While affordable energy and easy access to water and transportation routes are important to companies looking to relocate or expand, Chadsey reflects, the available workforce is often a deciding factor. And here, he reports, the Mid-Ohio Valley has the people with the work ethic to get the job done.
“We have a lot of college and public school campuses around the region that are doing a great job of training everyone from petroleum engineers to welders to CDL drivers, and all of that helps,” Chadsey says. “It is all part of a larger conversation being had about whether college is right for everyone. I don’t believe it is, and there are many opportunities for good jobs and good careers in these industries right here in the Mid-Ohio Valley.”
Moreover, he considers, Shale Crescent USA also sees an opportunity to bring workers home to the region. “We have a lot of people who went to the Carolinas or to Texas for job opportunities, and we know they would love to come back home,” Chadsey considers. “Grandparents want to see their grandkids, and that’s what we all are working toward.”
Rust Belt Comeback
For Kozera, it’s about hope for a long-troubled region.
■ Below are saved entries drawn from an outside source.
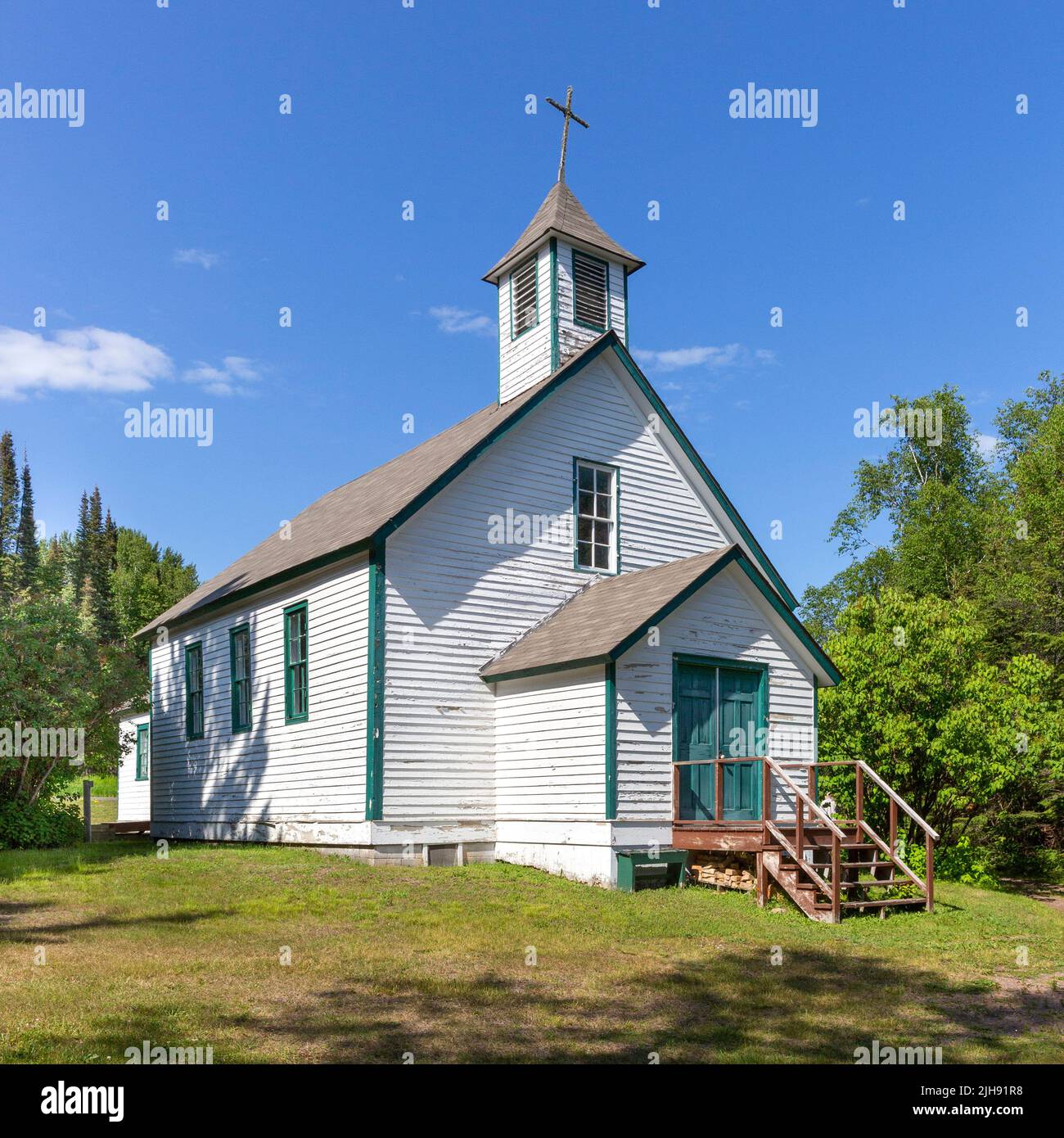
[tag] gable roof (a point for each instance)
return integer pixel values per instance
(606, 619)
(561, 215)
(355, 516)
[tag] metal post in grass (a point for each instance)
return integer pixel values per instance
(87, 798)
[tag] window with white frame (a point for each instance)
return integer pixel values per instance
(595, 510)
(524, 298)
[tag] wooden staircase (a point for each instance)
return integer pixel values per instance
(831, 866)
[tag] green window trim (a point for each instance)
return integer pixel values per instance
(194, 691)
(297, 679)
(375, 711)
(142, 759)
(534, 262)
(241, 677)
(614, 569)
(606, 266)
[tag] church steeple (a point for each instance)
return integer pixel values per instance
(563, 283)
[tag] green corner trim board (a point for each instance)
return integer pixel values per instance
(375, 708)
(610, 741)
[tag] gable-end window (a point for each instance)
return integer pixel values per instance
(142, 752)
(296, 689)
(589, 291)
(524, 300)
(595, 498)
(194, 691)
(241, 677)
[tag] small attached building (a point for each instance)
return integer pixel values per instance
(134, 770)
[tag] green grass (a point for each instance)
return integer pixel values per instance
(104, 785)
(187, 951)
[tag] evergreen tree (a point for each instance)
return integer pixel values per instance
(26, 545)
(82, 543)
(99, 567)
(8, 495)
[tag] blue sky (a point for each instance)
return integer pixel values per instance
(428, 104)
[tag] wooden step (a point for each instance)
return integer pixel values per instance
(859, 884)
(872, 905)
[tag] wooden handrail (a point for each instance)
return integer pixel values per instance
(897, 798)
(825, 820)
(802, 864)
(909, 873)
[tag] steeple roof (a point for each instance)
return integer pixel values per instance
(562, 215)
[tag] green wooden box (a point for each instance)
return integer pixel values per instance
(640, 869)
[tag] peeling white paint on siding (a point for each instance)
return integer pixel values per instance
(454, 600)
(277, 773)
(550, 741)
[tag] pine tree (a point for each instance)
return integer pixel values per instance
(82, 543)
(99, 568)
(26, 544)
(8, 495)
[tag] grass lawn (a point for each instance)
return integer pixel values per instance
(384, 960)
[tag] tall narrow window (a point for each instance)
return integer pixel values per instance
(589, 291)
(524, 300)
(142, 752)
(241, 676)
(595, 509)
(296, 692)
(194, 691)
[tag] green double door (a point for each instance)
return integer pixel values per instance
(719, 712)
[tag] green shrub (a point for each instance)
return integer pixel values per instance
(38, 825)
(963, 861)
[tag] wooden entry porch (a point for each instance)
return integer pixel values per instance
(827, 865)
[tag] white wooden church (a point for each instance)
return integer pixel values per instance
(524, 639)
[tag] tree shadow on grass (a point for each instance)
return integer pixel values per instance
(726, 1007)
(61, 933)
(89, 857)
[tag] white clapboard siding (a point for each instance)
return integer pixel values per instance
(550, 747)
(525, 359)
(454, 600)
(276, 772)
(725, 619)
(134, 799)
(571, 336)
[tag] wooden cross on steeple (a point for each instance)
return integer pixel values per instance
(567, 111)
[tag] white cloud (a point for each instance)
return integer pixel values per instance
(731, 355)
(987, 444)
(78, 359)
(232, 378)
(461, 320)
(201, 257)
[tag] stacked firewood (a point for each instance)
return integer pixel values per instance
(723, 869)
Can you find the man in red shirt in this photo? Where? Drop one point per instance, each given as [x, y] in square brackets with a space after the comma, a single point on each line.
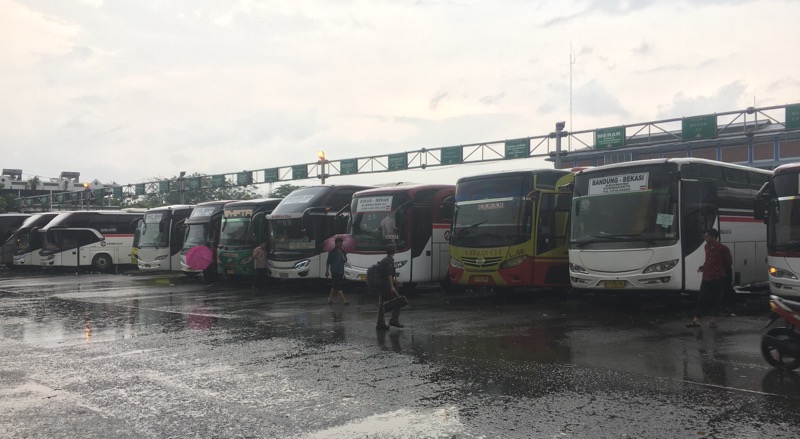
[718, 259]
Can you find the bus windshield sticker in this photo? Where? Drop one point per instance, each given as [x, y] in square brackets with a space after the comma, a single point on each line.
[202, 211]
[374, 204]
[151, 218]
[490, 206]
[613, 184]
[664, 220]
[297, 199]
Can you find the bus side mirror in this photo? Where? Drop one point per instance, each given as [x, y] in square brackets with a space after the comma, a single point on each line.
[759, 212]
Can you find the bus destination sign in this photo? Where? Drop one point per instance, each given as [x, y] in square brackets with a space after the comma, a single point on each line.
[614, 184]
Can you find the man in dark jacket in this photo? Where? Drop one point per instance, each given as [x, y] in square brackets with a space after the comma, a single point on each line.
[718, 260]
[387, 290]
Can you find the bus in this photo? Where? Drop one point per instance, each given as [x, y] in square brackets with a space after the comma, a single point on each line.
[415, 218]
[159, 238]
[202, 228]
[97, 239]
[778, 204]
[299, 226]
[9, 222]
[639, 225]
[244, 226]
[22, 247]
[510, 230]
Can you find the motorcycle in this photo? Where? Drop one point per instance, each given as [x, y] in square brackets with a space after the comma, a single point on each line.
[780, 346]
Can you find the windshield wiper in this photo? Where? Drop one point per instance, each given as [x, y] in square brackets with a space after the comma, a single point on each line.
[602, 237]
[465, 230]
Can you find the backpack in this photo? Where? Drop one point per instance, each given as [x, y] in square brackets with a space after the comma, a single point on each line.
[375, 279]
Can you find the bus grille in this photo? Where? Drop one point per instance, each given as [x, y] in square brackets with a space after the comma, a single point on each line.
[480, 262]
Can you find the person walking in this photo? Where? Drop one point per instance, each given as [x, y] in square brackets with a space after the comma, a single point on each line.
[718, 260]
[387, 290]
[334, 267]
[260, 264]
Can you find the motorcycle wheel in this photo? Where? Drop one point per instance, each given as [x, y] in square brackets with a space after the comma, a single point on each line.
[786, 355]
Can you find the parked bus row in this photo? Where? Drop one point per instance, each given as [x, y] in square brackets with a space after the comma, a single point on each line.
[631, 226]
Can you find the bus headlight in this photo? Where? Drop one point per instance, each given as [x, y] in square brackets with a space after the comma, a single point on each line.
[575, 268]
[777, 272]
[513, 262]
[661, 267]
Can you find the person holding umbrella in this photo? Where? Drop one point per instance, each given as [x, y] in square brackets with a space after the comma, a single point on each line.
[334, 267]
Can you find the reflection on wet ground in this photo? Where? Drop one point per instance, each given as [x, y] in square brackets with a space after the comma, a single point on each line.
[467, 364]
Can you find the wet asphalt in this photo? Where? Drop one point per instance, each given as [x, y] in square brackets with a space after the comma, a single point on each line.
[137, 355]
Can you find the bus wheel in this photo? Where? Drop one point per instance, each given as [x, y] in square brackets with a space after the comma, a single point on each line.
[102, 262]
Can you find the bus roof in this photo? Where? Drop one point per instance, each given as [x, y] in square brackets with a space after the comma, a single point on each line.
[410, 188]
[678, 161]
[514, 173]
[789, 168]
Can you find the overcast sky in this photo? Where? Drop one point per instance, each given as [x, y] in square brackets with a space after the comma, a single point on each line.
[132, 91]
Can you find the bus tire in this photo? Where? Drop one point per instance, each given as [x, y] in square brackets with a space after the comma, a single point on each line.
[102, 262]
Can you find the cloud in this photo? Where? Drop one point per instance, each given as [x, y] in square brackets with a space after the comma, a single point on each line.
[728, 96]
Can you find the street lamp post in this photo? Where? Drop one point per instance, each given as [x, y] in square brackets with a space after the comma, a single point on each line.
[558, 134]
[322, 162]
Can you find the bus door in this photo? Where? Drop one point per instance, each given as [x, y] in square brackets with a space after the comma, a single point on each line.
[176, 234]
[443, 208]
[699, 212]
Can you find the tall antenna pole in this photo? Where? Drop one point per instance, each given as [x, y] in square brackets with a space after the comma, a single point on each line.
[571, 62]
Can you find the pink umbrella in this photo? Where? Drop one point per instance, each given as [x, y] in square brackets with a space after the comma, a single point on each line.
[199, 257]
[349, 244]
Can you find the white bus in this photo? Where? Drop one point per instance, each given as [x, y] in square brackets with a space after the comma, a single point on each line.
[779, 206]
[97, 239]
[415, 218]
[299, 226]
[203, 228]
[639, 226]
[25, 243]
[9, 222]
[160, 236]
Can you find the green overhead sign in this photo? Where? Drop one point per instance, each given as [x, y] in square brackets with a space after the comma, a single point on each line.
[452, 155]
[606, 138]
[518, 149]
[299, 172]
[244, 178]
[218, 180]
[699, 127]
[348, 166]
[398, 162]
[793, 117]
[271, 175]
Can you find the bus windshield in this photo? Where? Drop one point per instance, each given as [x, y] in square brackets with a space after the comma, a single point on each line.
[625, 208]
[784, 225]
[290, 235]
[196, 234]
[151, 231]
[379, 220]
[235, 232]
[494, 223]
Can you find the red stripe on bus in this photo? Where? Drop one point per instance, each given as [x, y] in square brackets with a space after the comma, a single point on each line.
[739, 219]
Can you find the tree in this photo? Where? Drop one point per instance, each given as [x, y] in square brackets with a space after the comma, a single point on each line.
[283, 190]
[230, 191]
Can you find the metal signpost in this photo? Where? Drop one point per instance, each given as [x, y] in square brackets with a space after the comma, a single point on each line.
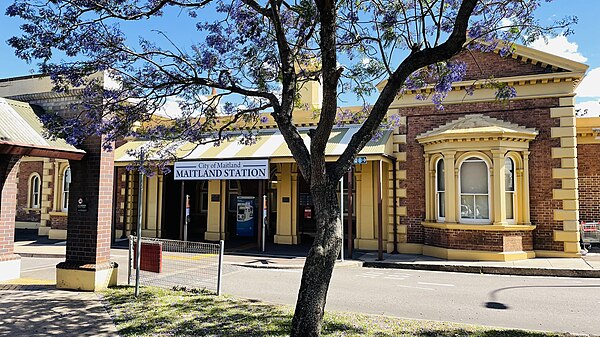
[138, 253]
[342, 216]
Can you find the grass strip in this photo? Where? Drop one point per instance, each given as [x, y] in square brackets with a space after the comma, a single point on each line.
[161, 312]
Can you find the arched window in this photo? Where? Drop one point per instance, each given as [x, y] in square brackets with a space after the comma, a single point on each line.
[510, 188]
[35, 186]
[440, 191]
[233, 188]
[203, 196]
[66, 184]
[474, 191]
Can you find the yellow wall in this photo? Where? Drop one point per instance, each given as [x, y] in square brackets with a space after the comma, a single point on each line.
[287, 187]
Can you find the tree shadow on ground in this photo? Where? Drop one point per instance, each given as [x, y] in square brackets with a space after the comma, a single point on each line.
[159, 312]
[180, 313]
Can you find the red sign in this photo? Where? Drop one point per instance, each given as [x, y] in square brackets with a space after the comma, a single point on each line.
[307, 213]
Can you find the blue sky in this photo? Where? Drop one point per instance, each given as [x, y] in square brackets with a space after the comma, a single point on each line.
[583, 46]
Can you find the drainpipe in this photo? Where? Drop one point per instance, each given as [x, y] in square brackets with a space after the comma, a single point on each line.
[395, 203]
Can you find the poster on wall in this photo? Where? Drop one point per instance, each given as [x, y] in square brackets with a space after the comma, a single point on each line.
[222, 170]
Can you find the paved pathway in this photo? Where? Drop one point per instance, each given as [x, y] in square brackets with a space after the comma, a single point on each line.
[28, 308]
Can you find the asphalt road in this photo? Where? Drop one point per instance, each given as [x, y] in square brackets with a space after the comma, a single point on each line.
[537, 303]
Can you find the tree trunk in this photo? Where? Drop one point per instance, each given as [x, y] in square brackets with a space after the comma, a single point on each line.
[319, 264]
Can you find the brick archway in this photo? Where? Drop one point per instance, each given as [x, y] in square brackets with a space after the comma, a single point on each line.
[10, 263]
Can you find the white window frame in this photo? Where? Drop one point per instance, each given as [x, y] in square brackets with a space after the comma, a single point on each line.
[512, 220]
[65, 193]
[438, 192]
[489, 195]
[32, 193]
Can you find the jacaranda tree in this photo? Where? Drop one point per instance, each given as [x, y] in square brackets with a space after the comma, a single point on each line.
[257, 54]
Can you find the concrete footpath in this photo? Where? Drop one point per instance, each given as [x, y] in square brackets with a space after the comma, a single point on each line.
[31, 307]
[281, 258]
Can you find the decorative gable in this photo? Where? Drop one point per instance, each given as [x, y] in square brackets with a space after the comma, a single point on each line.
[477, 127]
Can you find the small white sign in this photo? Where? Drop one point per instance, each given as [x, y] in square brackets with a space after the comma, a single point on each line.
[222, 170]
“When you think about my area–about West Virginia–what do you think about?” he poses. “Coal mining. And that’s what we do here; we dig holes in the ground, then send our coal to Pittsburgh for steel and to Detroit for cars. We are left with holes in the ground. This is an opportunity to make the value-added products here. And that changes the game.”
The jobs that the industry can bring will be the kind of high-paying, dependable jobs that every region wants.
“I know it can happen–the Rust Belt can begin to come back. It’s also critical to our country,” he considers. “The jobs left, but we can bring them back. All we have to do is bring one major petrochemical company here. Hook one whale, and that will start everything.”